FIMTMは運動13項目,認知5項目,計18項目の下位尺度から構成される.それぞれの項目は1点(全介助)から7点(完全自立)で評価されるが,正確な採点を行うためには,各項目の評価に関する知識とある程度の経験が必要である.このようにトレーニングされた評価者でなくても,簡便にFIMTMを採点することを可能とするための支援ツールとして,われわれはこれまでにFIM質問紙法(図1)を開発してきた3).FIM質問紙法はアンケート形式による質問に「はい」,「いいえ」で回答するだけで各項目の得点が導かれるように設計されている.在宅要介護者を対象とした地域での大規模調査,郵送による追跡調査などにおいて,とくに有用であるが,A4用紙片面20枚によって構成されるために携帯性に欠くことと,回答の内容から得点を導く作業が必要な点で問題があった.また,採点を自動化するソフトウェアとしてHyper FIM(図2)4)を提供してきたが,プログラムの動作環境が限られていたこと,採点の対象が運動項目に限られていたことから利用上の制限が大きく,認知項目評価機能の追加,コンピュータOSの進歩に併せたバージョンアップを望む声が大きかった.

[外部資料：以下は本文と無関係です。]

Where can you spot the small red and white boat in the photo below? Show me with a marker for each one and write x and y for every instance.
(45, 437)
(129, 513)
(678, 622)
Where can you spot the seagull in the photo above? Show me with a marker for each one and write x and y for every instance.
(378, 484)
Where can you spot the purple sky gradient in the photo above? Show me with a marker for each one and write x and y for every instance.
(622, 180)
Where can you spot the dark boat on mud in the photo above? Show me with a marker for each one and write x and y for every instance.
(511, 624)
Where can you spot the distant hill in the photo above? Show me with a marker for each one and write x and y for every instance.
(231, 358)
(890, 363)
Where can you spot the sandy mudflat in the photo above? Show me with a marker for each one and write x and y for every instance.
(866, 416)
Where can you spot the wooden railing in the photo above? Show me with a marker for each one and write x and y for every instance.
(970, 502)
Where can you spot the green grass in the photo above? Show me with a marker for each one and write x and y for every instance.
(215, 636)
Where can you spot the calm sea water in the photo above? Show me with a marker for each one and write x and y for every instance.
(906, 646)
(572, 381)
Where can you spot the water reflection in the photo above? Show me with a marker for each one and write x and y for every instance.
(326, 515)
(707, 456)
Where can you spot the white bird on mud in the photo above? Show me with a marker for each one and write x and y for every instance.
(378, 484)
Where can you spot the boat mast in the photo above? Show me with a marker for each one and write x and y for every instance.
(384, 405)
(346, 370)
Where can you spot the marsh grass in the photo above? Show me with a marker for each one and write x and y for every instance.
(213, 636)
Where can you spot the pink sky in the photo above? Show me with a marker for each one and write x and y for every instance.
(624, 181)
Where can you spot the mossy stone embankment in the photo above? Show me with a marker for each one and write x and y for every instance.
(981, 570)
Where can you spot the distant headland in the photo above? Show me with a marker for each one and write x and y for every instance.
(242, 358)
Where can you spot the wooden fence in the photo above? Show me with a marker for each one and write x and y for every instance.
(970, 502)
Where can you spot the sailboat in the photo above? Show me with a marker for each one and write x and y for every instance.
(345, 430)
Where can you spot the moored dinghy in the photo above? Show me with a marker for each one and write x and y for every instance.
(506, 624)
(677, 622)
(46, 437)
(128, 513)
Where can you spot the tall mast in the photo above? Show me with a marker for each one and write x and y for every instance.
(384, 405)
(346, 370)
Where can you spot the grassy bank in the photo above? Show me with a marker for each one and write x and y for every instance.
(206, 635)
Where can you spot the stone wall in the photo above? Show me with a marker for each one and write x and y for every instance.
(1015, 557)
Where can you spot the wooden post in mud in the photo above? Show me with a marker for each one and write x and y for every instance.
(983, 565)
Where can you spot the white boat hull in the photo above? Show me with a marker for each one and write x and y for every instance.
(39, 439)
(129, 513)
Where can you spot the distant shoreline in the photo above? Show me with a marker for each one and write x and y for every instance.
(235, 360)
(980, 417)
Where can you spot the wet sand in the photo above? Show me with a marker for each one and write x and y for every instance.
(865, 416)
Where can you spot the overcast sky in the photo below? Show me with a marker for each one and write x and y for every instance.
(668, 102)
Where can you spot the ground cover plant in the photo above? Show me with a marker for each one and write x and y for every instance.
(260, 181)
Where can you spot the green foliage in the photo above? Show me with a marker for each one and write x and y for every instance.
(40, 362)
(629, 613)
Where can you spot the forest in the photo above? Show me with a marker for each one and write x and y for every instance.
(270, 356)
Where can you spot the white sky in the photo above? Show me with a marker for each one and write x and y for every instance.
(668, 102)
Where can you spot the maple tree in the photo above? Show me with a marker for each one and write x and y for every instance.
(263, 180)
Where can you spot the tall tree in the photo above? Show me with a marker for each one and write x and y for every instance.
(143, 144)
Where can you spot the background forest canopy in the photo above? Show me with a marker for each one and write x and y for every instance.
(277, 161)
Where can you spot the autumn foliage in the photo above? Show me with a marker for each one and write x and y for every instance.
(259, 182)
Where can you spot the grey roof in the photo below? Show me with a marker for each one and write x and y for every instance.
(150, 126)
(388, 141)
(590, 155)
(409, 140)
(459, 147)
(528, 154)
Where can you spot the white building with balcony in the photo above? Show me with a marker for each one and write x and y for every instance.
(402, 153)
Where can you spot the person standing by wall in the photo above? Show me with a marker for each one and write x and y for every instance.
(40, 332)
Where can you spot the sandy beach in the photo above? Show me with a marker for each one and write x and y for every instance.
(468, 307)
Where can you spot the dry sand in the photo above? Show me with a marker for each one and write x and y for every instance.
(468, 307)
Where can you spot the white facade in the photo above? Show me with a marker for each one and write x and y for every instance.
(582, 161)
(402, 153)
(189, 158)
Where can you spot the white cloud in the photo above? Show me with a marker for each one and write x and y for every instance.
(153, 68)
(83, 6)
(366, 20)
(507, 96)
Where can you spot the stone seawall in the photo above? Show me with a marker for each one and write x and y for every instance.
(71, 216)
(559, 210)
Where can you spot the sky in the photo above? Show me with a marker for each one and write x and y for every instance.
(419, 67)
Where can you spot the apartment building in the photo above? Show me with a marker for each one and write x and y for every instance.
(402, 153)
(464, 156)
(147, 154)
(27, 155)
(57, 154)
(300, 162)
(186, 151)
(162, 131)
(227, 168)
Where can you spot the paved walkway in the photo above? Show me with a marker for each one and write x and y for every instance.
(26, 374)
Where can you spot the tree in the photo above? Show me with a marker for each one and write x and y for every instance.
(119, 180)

そこで,われわれはFIM質問紙法,Hyper FIMの評価ロジックをさらに発展,応用し5),オンライン採点支援プログラム「iFIM」として新たな採点支援ツールの開発を進めてきた.iFIMは汎用言語であるHTML,およびJava Scriptを利用してプログラミングされ,画面に表示される質問に対する回答のリンクを辿ることで自動的に採点が行われる仕組みとなっている(図3).Internet ExplorerTR(Microsoft社製)やSafariTR(Apple社製)などの標準的なウェブブラウザ上で動作が可能であり,また,表示領域を480×320 pointに最適化しているため,ウェブブラウザを実装した携帯情報端末(Personal Digital Assistance;PDA)でも利用することが可能である(ソニー社製PDA CLIETRへの搭載例を図4に示す).
今回,われわれはiFIMの信頼性を評価するために,トレーニングされた看護師による通常の採点との一致率を検証した.